NTOPNG and Let's Encrypt Certificates

  • I'm using a lets encrypt certificate with Pfsense.  Whenever I change the default webconfigurator cert to the let's encrypt certificate ntop becomes inaccessible.  As soon as I revert back to the default it's available again.

    Anyone know of a workaround?

  • Rebel Alliance Developer Netgate

    How do you have ntopng set? It should work for that. It did the last time I tried it.

  • Looks to be the default configuration - included in the attachment.  When accessing I get ERR_SSL_VERSION_OR_CIPHER_MISMATCH

    If I change the Advanced - admin access from the acme (lets encrypt) issued certificate back to the webconfiguration default certificate ntop is accessible again.  My acme issued cert is EC384, but not sure that makes a difference.

  • Rebel Alliance Developer Netgate

    That could be why. I haven't tried it with an EC cert, it worked fine for me with a regular cert.

  • Replying to this because it may be related to the issue I just ran across.

    I just added a new Let's Encrypt Cert via manual import in the Certificates page, and after switching to it in Advanced settings, the Ntop GUI (myfirewall:3000) was still using the old cert.

    I had to go to Ntop NG pfsense config, and click 'Save' on the ntop settings. This "activated" the new cert for the :3000 ntop web interface.

    So the issue appears to be that adding a new cert does not automatically activate it for the ntop web app on port :3000. Having to "resave" ntop settings each time a new cert is added is maybe a bug?

  • Rebel Alliance Developer Netgate

    How would ntopng know you made that cert change? It has no way to know, resaving its settings makes it re-read the certificate and pull in the new settings.

    You have to remember that ntopng is a package and is not going to have its settings automatically updated by changes in the base system.

  • Thanks for the followup. Ntop wouldn't know, but the Pfsense UI knows (assuming I made the cert change using PfSense UI, which I did). Was hoping/assuming pfsense would notify the ntop package to refresh its cert/settings in this scenario. That's not how it works, fair enough.

    Previously I used the acme package to set up the Let's Encrypt cert - maybe the acme package DOES trigger ntop to re-read its cert? Not sure, I may be remembering wrong.

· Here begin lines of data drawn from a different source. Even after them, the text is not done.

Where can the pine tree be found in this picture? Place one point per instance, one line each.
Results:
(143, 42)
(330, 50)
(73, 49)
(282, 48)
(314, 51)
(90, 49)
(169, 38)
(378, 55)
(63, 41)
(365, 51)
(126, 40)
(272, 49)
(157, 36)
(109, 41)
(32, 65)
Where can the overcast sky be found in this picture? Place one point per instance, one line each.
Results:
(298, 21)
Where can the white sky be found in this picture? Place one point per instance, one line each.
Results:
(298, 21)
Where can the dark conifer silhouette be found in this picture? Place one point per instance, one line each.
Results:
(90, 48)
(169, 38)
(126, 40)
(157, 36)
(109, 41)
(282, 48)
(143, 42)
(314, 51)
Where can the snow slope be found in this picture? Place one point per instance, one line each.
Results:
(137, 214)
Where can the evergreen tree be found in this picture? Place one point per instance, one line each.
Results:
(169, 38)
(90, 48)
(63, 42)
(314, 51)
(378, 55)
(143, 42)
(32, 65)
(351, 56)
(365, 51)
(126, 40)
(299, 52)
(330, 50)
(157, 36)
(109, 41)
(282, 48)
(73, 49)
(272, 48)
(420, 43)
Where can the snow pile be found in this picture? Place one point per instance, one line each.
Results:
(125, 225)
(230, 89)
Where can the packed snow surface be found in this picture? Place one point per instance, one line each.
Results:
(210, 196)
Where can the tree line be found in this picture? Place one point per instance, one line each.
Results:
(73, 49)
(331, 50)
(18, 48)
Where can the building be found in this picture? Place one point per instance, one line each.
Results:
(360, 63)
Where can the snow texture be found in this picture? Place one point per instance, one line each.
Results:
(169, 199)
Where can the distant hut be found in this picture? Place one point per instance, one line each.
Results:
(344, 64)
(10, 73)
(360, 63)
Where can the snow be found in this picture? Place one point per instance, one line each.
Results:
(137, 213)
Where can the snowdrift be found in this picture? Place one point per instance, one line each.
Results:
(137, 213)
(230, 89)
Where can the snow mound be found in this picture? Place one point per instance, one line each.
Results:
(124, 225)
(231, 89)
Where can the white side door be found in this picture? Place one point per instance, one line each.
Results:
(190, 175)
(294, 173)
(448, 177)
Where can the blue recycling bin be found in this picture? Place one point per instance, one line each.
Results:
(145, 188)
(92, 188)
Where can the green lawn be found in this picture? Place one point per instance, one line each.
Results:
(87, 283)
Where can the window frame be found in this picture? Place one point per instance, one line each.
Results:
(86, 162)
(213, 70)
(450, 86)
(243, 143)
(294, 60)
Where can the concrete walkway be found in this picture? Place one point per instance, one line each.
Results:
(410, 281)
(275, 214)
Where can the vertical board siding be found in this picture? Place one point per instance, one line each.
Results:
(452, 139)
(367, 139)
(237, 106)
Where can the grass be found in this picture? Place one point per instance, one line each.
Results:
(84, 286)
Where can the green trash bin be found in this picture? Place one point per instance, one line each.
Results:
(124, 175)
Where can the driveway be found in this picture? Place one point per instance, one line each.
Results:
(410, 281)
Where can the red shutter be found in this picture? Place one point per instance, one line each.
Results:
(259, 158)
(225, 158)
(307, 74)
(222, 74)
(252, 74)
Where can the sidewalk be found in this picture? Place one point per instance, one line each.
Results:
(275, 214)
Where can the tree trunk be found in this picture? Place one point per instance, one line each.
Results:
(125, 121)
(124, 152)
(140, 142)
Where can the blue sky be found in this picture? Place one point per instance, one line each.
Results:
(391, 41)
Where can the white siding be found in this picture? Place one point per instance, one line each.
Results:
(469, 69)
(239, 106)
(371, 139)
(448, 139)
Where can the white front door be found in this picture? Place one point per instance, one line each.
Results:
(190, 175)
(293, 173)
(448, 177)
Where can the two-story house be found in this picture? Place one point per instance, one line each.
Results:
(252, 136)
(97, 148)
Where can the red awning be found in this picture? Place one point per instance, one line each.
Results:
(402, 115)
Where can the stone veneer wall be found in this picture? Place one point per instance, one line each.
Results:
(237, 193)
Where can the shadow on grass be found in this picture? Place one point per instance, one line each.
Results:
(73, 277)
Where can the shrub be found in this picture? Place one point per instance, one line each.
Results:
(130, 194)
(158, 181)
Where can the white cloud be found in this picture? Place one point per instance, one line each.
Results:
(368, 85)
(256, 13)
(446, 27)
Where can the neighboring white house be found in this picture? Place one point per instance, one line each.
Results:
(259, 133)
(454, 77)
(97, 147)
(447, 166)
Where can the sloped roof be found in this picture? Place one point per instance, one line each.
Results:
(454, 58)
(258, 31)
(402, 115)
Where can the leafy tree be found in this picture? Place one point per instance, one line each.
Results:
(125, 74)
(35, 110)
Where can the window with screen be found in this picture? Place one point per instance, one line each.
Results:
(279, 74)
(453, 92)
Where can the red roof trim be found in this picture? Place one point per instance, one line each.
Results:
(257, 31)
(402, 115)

    Additional motivation to go back to using paid SSL certs rather than the frequently expiring Let's Encrypt ones which cause additional manual work, or additional dev effort to put in place automation to deal with all these scenarios.

    Also - we're running a number of firewalls. If it was just one firewall, with a cert that expires every 2 years, it would not be an issue to document somewhere the need to click the save button on ntop settings every 2 years when the cert is renewed.

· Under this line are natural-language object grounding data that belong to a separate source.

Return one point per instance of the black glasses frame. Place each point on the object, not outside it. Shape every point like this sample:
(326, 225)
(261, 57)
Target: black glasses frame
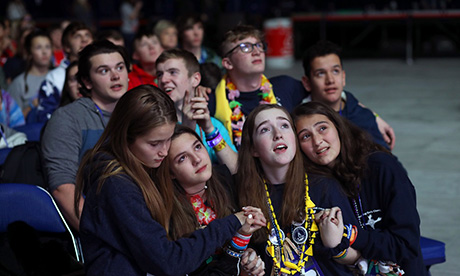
(264, 47)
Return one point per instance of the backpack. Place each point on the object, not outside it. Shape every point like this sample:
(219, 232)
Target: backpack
(24, 164)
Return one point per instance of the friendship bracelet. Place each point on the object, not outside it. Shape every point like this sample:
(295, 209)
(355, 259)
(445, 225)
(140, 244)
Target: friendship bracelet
(215, 141)
(222, 144)
(212, 135)
(233, 253)
(242, 236)
(354, 235)
(341, 255)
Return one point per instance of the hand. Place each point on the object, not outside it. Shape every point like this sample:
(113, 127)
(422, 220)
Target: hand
(387, 132)
(201, 114)
(252, 264)
(331, 228)
(187, 112)
(202, 91)
(251, 219)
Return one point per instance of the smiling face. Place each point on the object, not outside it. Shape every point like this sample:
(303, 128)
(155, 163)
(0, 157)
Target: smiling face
(274, 139)
(241, 63)
(326, 80)
(174, 79)
(190, 164)
(41, 51)
(152, 147)
(318, 138)
(168, 38)
(108, 79)
(193, 37)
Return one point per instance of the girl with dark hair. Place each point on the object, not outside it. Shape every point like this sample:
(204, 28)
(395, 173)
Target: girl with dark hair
(24, 88)
(204, 193)
(125, 225)
(271, 176)
(376, 185)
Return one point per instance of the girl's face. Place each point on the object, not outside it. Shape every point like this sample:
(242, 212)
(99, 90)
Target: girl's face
(152, 147)
(41, 51)
(193, 37)
(319, 139)
(169, 38)
(274, 139)
(73, 84)
(190, 162)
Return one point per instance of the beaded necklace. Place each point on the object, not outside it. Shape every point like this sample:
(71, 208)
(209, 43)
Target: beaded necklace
(204, 214)
(275, 246)
(237, 117)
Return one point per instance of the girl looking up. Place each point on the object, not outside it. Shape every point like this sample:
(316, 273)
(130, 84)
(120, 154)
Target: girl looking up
(271, 176)
(376, 185)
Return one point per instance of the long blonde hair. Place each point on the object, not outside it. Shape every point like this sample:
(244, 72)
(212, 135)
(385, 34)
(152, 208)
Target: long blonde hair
(137, 112)
(250, 177)
(183, 219)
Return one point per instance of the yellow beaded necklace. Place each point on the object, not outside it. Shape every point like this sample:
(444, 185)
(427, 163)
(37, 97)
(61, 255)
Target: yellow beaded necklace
(279, 260)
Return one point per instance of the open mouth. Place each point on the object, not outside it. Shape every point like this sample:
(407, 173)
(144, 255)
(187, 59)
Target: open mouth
(280, 148)
(322, 150)
(169, 90)
(202, 169)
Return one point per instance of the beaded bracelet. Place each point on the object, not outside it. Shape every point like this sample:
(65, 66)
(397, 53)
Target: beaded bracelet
(215, 141)
(222, 144)
(341, 255)
(212, 135)
(233, 253)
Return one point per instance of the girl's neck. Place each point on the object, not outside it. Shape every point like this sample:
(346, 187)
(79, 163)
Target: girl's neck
(38, 70)
(276, 175)
(246, 83)
(198, 189)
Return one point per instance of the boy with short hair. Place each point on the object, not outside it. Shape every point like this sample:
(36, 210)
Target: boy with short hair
(146, 49)
(179, 75)
(76, 127)
(324, 78)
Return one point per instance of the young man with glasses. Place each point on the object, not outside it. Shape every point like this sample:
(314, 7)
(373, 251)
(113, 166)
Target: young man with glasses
(244, 86)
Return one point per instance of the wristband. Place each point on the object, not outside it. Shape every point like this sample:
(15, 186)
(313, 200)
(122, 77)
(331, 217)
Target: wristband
(212, 135)
(215, 141)
(222, 144)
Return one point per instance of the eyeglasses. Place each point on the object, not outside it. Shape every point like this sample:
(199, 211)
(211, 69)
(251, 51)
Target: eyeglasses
(247, 47)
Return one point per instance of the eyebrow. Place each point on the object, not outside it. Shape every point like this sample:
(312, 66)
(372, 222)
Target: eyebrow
(180, 153)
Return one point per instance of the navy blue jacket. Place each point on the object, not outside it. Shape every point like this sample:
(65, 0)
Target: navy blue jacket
(120, 237)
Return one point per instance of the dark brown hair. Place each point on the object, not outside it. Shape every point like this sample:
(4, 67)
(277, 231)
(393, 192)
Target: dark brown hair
(250, 178)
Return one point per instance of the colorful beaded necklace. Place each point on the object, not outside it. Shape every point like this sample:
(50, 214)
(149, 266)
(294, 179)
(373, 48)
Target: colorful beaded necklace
(279, 260)
(238, 117)
(204, 214)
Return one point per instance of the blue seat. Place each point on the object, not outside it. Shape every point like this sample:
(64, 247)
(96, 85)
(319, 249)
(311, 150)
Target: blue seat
(34, 206)
(433, 251)
(32, 130)
(3, 154)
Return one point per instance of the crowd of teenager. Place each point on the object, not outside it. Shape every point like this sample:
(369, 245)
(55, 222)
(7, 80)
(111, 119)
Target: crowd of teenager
(177, 159)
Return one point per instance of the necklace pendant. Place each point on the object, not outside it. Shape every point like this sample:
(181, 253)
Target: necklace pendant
(274, 239)
(300, 235)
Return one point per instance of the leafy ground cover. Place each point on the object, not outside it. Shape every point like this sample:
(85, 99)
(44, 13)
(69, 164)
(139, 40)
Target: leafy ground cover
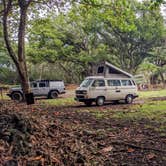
(63, 132)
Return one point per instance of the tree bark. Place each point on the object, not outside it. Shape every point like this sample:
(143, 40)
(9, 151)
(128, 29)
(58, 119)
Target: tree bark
(19, 59)
(21, 50)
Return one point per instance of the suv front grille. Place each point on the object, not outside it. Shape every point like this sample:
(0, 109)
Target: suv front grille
(80, 91)
(80, 97)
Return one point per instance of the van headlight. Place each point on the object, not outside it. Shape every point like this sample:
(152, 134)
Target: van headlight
(84, 92)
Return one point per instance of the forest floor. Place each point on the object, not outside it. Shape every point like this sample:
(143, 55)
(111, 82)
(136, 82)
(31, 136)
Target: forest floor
(63, 132)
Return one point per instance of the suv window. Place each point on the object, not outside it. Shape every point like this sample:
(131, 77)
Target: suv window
(34, 85)
(126, 82)
(100, 69)
(113, 83)
(133, 82)
(42, 84)
(98, 83)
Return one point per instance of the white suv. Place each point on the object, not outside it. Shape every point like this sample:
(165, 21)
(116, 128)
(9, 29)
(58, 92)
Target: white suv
(99, 89)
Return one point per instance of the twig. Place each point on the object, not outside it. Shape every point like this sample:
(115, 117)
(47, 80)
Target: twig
(137, 146)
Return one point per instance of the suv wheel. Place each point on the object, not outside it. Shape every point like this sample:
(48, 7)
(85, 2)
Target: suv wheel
(88, 103)
(129, 99)
(53, 95)
(17, 96)
(100, 101)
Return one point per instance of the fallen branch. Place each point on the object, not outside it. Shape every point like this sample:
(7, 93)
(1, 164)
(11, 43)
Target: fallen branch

  • Rebel Alliance Developer Netgate

    The correct path forward in that case is to add an action to the ACME package cert entry to restart the ntopng service.

    The rc script doesn't appear to rewrite the cert, though, so you'd need to do something a little more drastic, like have ACME run /etc/rc.start_packages in the renew actions.

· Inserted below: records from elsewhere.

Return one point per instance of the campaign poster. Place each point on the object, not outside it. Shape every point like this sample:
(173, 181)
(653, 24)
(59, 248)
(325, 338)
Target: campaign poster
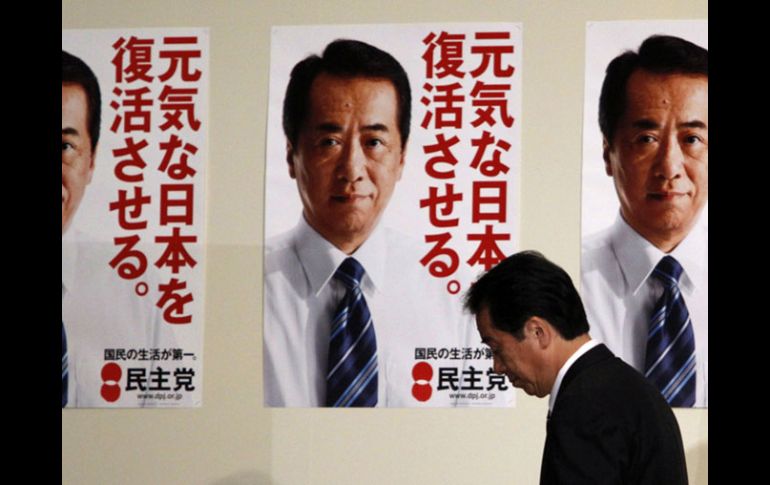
(645, 196)
(417, 181)
(134, 153)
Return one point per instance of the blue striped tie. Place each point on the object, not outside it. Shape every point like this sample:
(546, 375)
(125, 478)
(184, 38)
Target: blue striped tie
(670, 360)
(351, 379)
(64, 367)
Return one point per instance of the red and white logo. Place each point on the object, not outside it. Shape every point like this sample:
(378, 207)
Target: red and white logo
(111, 373)
(422, 373)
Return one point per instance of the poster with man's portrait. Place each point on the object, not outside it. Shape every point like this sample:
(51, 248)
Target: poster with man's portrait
(392, 167)
(644, 277)
(134, 155)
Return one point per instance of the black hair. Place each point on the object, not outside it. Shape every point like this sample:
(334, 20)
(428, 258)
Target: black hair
(660, 54)
(75, 71)
(344, 58)
(527, 285)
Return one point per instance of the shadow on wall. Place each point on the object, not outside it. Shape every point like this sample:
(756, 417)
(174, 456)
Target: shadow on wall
(246, 477)
(697, 464)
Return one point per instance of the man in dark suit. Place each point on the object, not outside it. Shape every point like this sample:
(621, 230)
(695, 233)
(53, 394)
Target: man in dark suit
(607, 424)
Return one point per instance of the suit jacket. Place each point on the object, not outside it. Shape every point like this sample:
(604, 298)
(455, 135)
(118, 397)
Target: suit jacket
(609, 425)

  • Thank you for those ideas! I'll also look into whether there's a way to trigger Ntop to "Save Settings" using a script.

  • I have the same issue. Also using ACME 2.0 for an EC384 certificate. People are reporting that old school Letsencrypt certs work fine. May try that this weekend.

    Edit: No dice on the standard RSA cert. Same issue. Doesn't seem EC384 related after all.

  • Has anyone else found an answer? I have tried adding my cert to the package but am still failing.

  • I was having an issue with Lets Encrypt certs as well. They worked fine for PFSense GUI, they just were not working for ntopng. As other's have indicated, when using the LE certs, the browser was giving a "ERR_SSL_VERSION_OR_CIPHER_MISMATCH" and the process core dumps when restarting. When using other SSL/TLS testing tools (like testssl.sh), the port was open by no TLS handshake was happening, no cipher was being offered.

    Originally I was using a 384bit ECDSA LE certificate.

    What seems to have allowed me to work around the issue was switching to a 2048 bit RSA certificate. Earlier in the thread @spambait mentioned that didn't help him, so not sure why it's working for me. I did manually cat the key and fullchain into the ntopng/httpdocs/ssl/ntopng-cert.pem file.

    Switching certificate types in the existing certificate did not seem to actually change the type of certificate being generated. I had to create an entirely new certificate (Services -> Acme Certificates -> Certificates -> + Add).